The United States Congress is currently considering legislation that would allow bankruptcy judges to rewrite some of the terms of a mortgage to reflect the value of a homeowner’s property and the current mortgage investment climate. My colleague Wendell Sherk of the Bankruptcy Law Network notes the following about the legislation currently before Congress:
The legislation now pending in Congress would allow homeowners in Chapter 13 to rewrite their mortgages to reflect current market value with market interest rates for the long haul. In other words, it asks the investors to take a small loss to avoid a bigger one. The investor still has a lien on the debtor’s home and has the remaining investment protected from inflation by a market rate of interest. The investor doesn’t have to absorb the costs of foreclosure or the added losses from a fire sale real estate market. The mortgage servicer gets a performing mortgage in the portfolio again, although it loses all those additional fees it would charge for processing the foreclosure.

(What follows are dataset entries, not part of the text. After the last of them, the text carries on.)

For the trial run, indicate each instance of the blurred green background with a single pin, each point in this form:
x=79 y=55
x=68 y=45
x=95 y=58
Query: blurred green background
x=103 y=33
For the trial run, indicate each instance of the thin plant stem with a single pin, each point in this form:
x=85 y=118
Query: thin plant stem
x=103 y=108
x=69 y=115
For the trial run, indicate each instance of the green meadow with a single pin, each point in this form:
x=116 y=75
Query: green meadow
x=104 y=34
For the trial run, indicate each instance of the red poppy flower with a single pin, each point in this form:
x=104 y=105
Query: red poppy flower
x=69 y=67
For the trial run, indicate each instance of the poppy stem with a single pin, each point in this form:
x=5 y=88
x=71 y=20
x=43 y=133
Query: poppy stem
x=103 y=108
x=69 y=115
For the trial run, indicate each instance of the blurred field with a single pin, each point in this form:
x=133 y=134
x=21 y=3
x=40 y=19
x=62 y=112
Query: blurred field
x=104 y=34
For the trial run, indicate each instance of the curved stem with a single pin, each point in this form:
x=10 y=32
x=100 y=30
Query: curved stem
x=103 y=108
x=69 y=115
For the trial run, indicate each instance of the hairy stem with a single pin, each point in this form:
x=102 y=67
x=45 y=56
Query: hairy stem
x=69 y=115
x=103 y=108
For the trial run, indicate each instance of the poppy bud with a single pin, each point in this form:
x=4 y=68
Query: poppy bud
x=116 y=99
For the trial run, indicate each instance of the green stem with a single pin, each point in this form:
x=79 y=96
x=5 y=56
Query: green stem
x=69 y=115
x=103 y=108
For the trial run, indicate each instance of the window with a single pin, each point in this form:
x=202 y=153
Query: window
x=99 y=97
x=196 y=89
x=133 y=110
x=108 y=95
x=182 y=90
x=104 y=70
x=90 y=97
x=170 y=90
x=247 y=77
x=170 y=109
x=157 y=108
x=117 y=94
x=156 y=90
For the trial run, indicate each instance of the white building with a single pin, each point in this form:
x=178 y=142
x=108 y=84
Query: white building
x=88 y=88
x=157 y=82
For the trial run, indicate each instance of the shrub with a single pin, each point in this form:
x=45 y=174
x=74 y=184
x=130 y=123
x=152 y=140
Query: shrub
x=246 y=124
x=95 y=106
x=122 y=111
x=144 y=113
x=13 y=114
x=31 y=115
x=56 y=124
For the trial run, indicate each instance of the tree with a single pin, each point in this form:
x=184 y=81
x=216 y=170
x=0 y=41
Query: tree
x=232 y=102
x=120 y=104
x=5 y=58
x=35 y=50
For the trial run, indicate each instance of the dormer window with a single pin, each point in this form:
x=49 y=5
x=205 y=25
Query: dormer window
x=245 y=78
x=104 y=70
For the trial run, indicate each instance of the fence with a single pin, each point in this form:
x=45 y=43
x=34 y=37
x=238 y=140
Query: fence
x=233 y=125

Traditionally, the Chapter 13 process has allowed debtors to rewrite the terms of credit card lenders, vehicle lenders, furniture lenders and pretty much every other kind of lender – except mortgage lenders. Perhaps it is time for mortgage lenders to become full participants in bankruptcy. Is it possible that the many abuses we see from the mortgage industry arise from their special status?
As a proponent of the free market, I have some concerns about empowering bankruptcy judges to rewrite mortgage loans. Such a change will impact the mortgage markets – good, bad or indifferent and no one knows exactly what such a change would mean. On the other hand, mortgage lenders have brought this rather significant change upon themselves with a litany of questionable and abusive practices:
- teaser rates
- balloon notes
- interest only loans
- negative amortization
- lack of tranparency with fees
- unexplained fees, costs and charges
All this brings to mind the observations of Robert Peroni, my tax law professor at Tulane Law back in the early 1980’s – greedy people lead to the enactment of bad law. Professor Peroni was fond of noting that attempts by wealthy doctors to shelter income from taxes led to the closing of otherwise legitimate tax shelters. I think that the same process is at work here.